Action For Me

Registered Charity Number: 1036419 , SC040452
Bristol

​Action for M.E. to sign open letter to Lancet

Date Posted: 20 Jun 2018

Yesterday, Prof Vincent Racaniello, Columbia University, sent a letter to The Lancet about the PACE trial, asking the journal to “commission an independent re-analysis of the individual-level trial data, with appropriate sensitivity analyses, from highly respected reviewers with extensive expertise in statistics and study design.”

Having contacted David Tuller, who helped circulate the letter and published it on his blog, Action for M.E.’s Chief Executive Sonya Chowdhury has confirmed that she will sign it on behalf of the organisation. We understand that, over the next few days, the option to support the letter will also be offered to other charities and advocacy organisations.

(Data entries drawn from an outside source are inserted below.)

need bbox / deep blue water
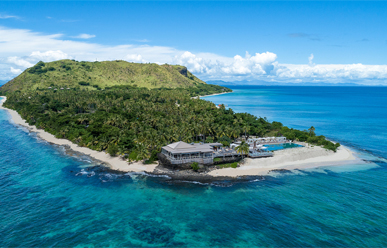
[2,87,387,247]
[205,86,387,159]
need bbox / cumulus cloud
[30,50,71,61]
[6,51,71,72]
[125,54,147,63]
[7,56,34,68]
[10,67,22,74]
[173,51,277,78]
[221,52,275,75]
[173,51,210,74]
[71,33,96,39]
[0,26,387,85]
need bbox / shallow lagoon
[2,87,387,247]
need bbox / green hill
[0,60,208,93]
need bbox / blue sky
[1,1,387,84]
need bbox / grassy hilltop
[0,60,210,93]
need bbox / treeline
[28,61,56,74]
[3,86,339,162]
[281,126,341,152]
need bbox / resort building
[160,141,222,165]
[159,139,278,168]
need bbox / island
[0,60,359,181]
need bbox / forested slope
[0,60,210,94]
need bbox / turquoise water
[204,86,387,159]
[1,87,387,247]
[264,143,303,151]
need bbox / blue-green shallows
[2,87,387,247]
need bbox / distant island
[0,60,358,180]
[207,80,387,87]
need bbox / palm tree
[233,118,243,126]
[230,128,239,142]
[242,123,251,140]
[136,145,150,161]
[77,115,88,125]
[225,126,233,138]
[308,126,316,136]
[236,141,250,158]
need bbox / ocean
[1,86,387,247]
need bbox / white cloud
[30,50,71,61]
[10,67,22,74]
[71,33,96,39]
[6,51,70,71]
[222,52,277,75]
[125,54,146,63]
[172,51,277,79]
[277,63,387,79]
[0,14,19,19]
[173,51,210,74]
[308,53,314,66]
[0,26,387,85]
[7,56,34,68]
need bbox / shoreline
[207,142,362,177]
[0,96,364,180]
[192,91,232,99]
[0,96,157,173]
[200,92,231,98]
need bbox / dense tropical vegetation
[2,85,340,163]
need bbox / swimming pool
[264,143,303,151]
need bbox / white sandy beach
[200,92,231,98]
[192,92,231,99]
[208,142,361,177]
[0,97,157,173]
[1,96,362,177]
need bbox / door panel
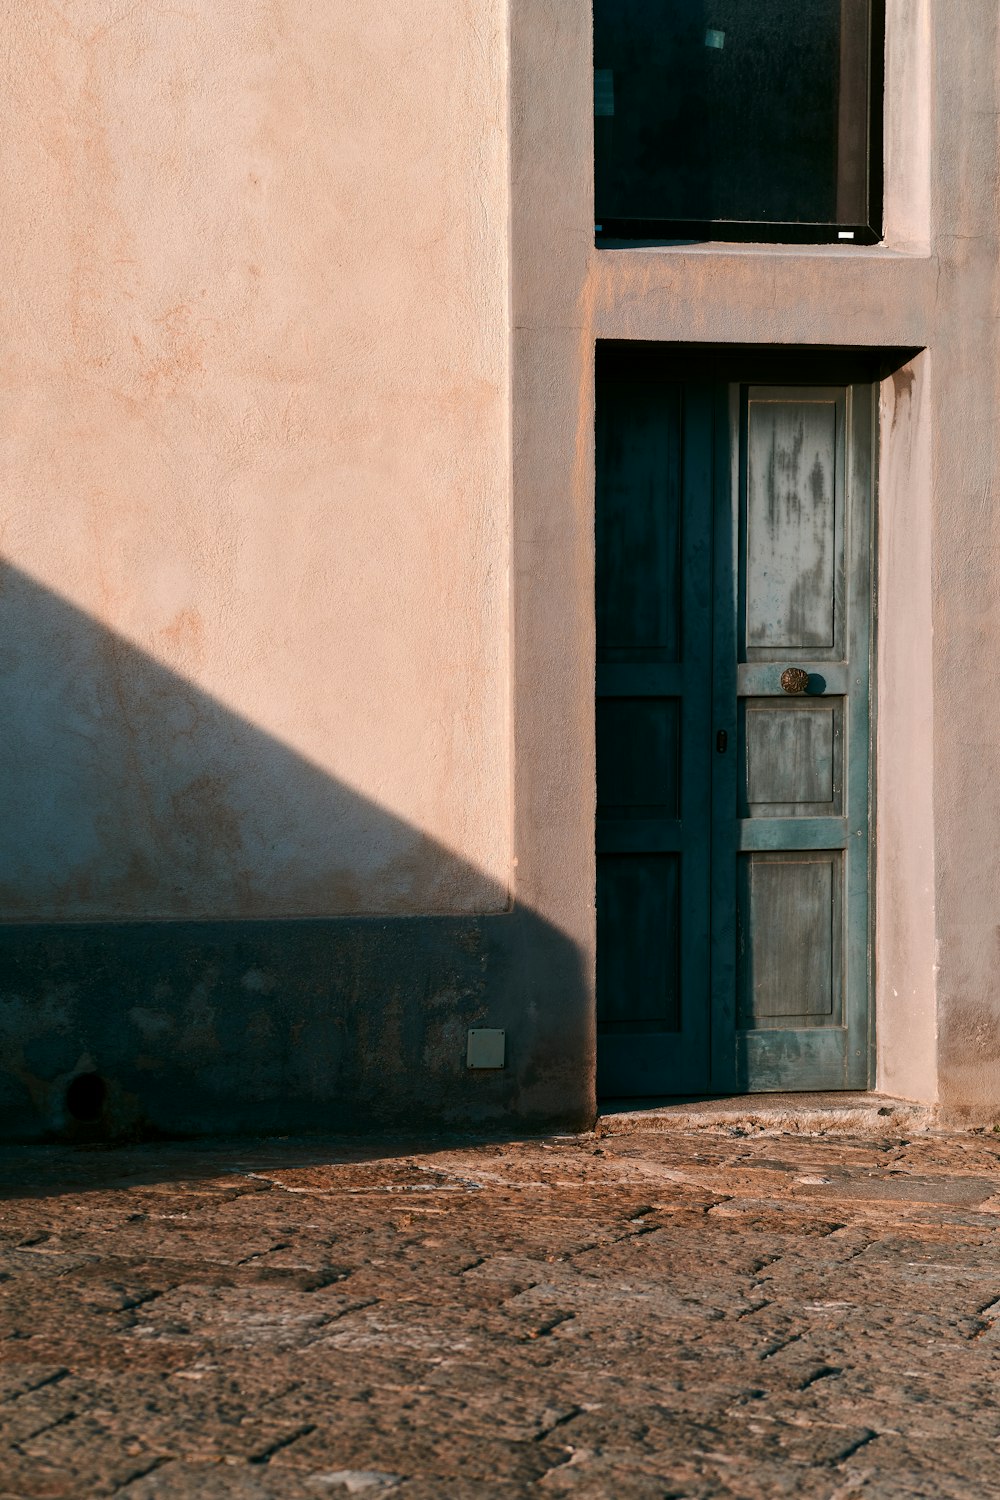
[713,381,870,1091]
[597,698,680,816]
[744,393,845,655]
[737,852,844,1028]
[596,367,713,1097]
[596,381,682,658]
[597,855,680,1031]
[743,700,842,817]
[596,354,873,1097]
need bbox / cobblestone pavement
[3,1117,1000,1498]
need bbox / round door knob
[780,667,810,695]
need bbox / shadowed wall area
[0,564,507,924]
[0,564,589,1141]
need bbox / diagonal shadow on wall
[0,563,590,1142]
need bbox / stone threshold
[597,1091,938,1139]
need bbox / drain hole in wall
[65,1072,107,1122]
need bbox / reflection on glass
[594,0,880,242]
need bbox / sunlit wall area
[0,0,511,920]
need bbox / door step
[598,1092,937,1139]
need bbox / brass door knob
[780,667,810,695]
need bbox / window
[594,0,884,244]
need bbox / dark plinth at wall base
[0,909,591,1142]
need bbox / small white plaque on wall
[467,1029,505,1069]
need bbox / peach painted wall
[0,1,511,918]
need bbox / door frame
[594,342,882,1097]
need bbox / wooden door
[595,369,714,1096]
[596,355,874,1097]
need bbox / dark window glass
[594,0,882,243]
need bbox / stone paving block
[838,1433,1000,1497]
[270,1420,567,1484]
[124,1282,368,1354]
[117,1460,333,1499]
[391,1482,537,1500]
[267,1378,579,1445]
[0,1366,68,1403]
[0,1382,80,1445]
[16,1414,170,1493]
[0,1455,92,1500]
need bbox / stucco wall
[928,8,1000,1117]
[0,0,510,919]
[0,0,598,1143]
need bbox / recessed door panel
[745,394,844,656]
[597,698,680,817]
[737,852,844,1029]
[743,700,842,817]
[596,381,682,658]
[597,854,680,1032]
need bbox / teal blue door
[596,353,874,1097]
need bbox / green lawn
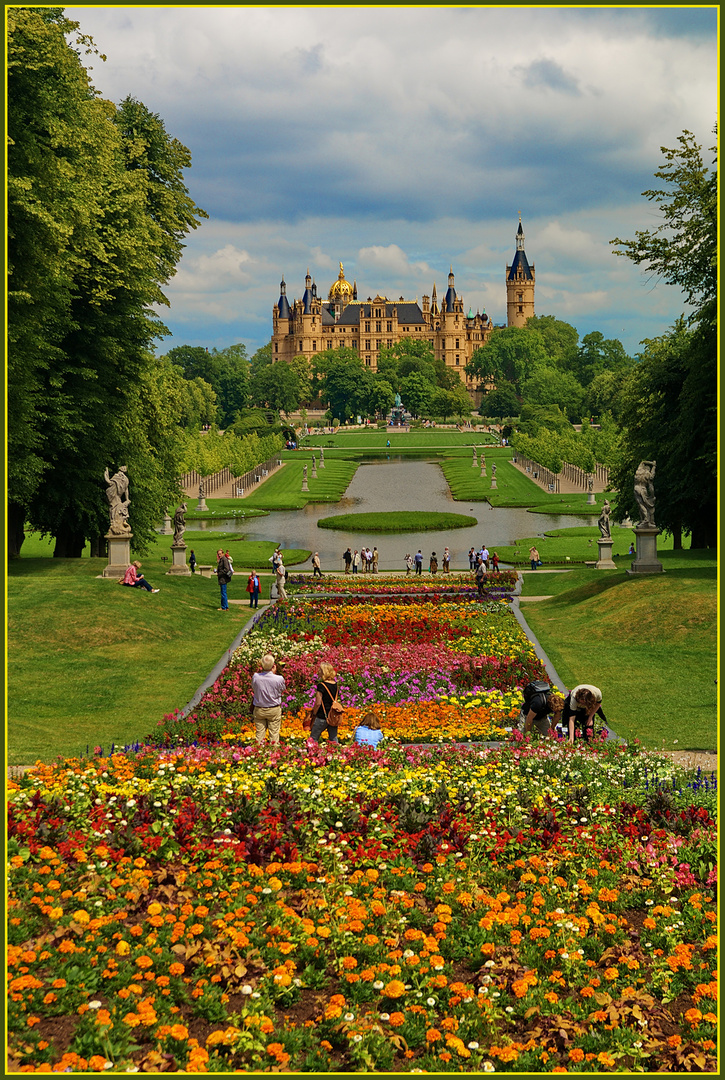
[300,430,499,450]
[242,456,358,510]
[497,524,690,566]
[520,550,717,752]
[317,511,478,532]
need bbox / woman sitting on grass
[121,561,159,593]
[354,711,384,748]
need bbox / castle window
[365,340,371,351]
[376,340,381,350]
[352,340,358,350]
[365,322,370,332]
[455,339,460,349]
[376,321,381,333]
[299,341,303,351]
[456,356,460,365]
[387,340,392,348]
[365,357,371,366]
[327,341,333,350]
[274,343,278,353]
[518,305,523,313]
[518,293,523,301]
[312,341,317,351]
[387,321,392,332]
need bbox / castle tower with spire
[506,215,535,327]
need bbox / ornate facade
[271,220,534,390]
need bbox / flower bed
[7,743,717,1073]
[288,571,519,596]
[7,594,718,1072]
[156,596,543,747]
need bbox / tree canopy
[8,8,207,557]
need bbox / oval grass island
[317,510,478,532]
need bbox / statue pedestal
[301,479,309,492]
[490,478,497,489]
[159,512,173,535]
[627,525,664,575]
[195,498,208,512]
[167,542,191,576]
[102,532,133,578]
[587,493,597,505]
[595,538,617,569]
[319,454,325,469]
[480,466,486,477]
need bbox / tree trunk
[53,525,86,558]
[89,534,107,559]
[672,524,683,550]
[7,502,26,558]
[689,520,716,549]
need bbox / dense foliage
[7,9,206,558]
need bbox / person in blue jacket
[354,711,384,748]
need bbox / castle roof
[276,278,291,319]
[507,249,534,280]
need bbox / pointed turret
[444,268,456,313]
[431,283,439,316]
[276,277,291,320]
[506,215,535,326]
[302,269,313,314]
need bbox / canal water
[185,457,586,571]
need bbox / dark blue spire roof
[277,278,291,319]
[507,249,533,281]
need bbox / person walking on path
[475,559,487,597]
[215,549,233,610]
[275,558,288,601]
[352,549,361,574]
[372,547,379,573]
[189,549,196,574]
[312,552,323,578]
[246,570,261,608]
[121,561,159,593]
[468,547,476,571]
[404,553,414,575]
[414,550,423,576]
[529,545,540,571]
[343,547,353,574]
[491,551,500,573]
[308,662,342,744]
[251,654,286,745]
[429,552,438,574]
[442,547,450,573]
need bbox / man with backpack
[519,680,565,737]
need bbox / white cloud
[357,244,431,278]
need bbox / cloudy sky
[64,5,717,358]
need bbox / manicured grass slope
[243,456,358,510]
[521,555,717,751]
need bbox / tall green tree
[314,348,374,422]
[609,128,716,547]
[466,326,549,393]
[521,365,585,421]
[7,9,206,557]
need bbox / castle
[271,219,534,391]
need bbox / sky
[63,4,718,359]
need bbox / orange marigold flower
[604,967,619,981]
[668,1035,682,1049]
[384,979,406,998]
[598,1051,616,1067]
[426,1028,443,1043]
[389,1012,405,1027]
[568,1048,585,1063]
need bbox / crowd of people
[342,547,379,573]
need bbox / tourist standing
[529,546,540,571]
[343,547,353,574]
[189,549,196,574]
[491,551,500,573]
[309,662,341,745]
[475,559,486,597]
[414,550,423,575]
[251,654,286,745]
[275,558,288,601]
[312,552,323,578]
[372,547,379,573]
[215,549,232,610]
[352,550,361,574]
[404,553,414,575]
[429,552,438,574]
[442,547,450,573]
[468,547,476,570]
[480,545,490,570]
[246,570,260,609]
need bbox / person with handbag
[307,662,343,744]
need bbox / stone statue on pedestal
[173,503,187,545]
[104,466,131,534]
[491,463,497,478]
[634,460,657,526]
[598,499,611,540]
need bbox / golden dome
[329,262,353,300]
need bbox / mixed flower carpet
[7,579,718,1072]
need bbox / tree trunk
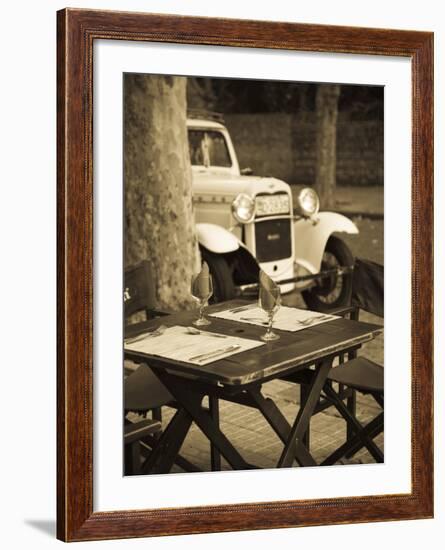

Already co-signed by more than 90 international clinicians and researchers, the letter highlights that:

  • the behavioural treatments CBT and GET tested in the PACE trial, the results of which were published in the Lancet in 2011, were “based on the hypothesis that ME/CFS patients harbor ‘unhelpful’ convictions about having an ongoing organic disease and that the perpetuation of their devastating symptoms is the result of deconditioning”
  • by contrast, a 2015 report by the US Institute of Medicine (now the National Academy of Medicine) makes it clear that the defining symptom of the condition is “a systemic intolerance to exertion; if patients exceed their available energy resources, they can suffer serious and prolonged relapses”
  • a growing number of international health authorities, including the US Centers for Disease Control and the Dutch Health Council have stopped recommending CBT and/or GET as suitable treatments for M.E.
  • earlier this year, leading American clinicians who specialise in M.E. “unanimously agreed that the two PACE treatments are inappropriate and possibly harmful for patients.”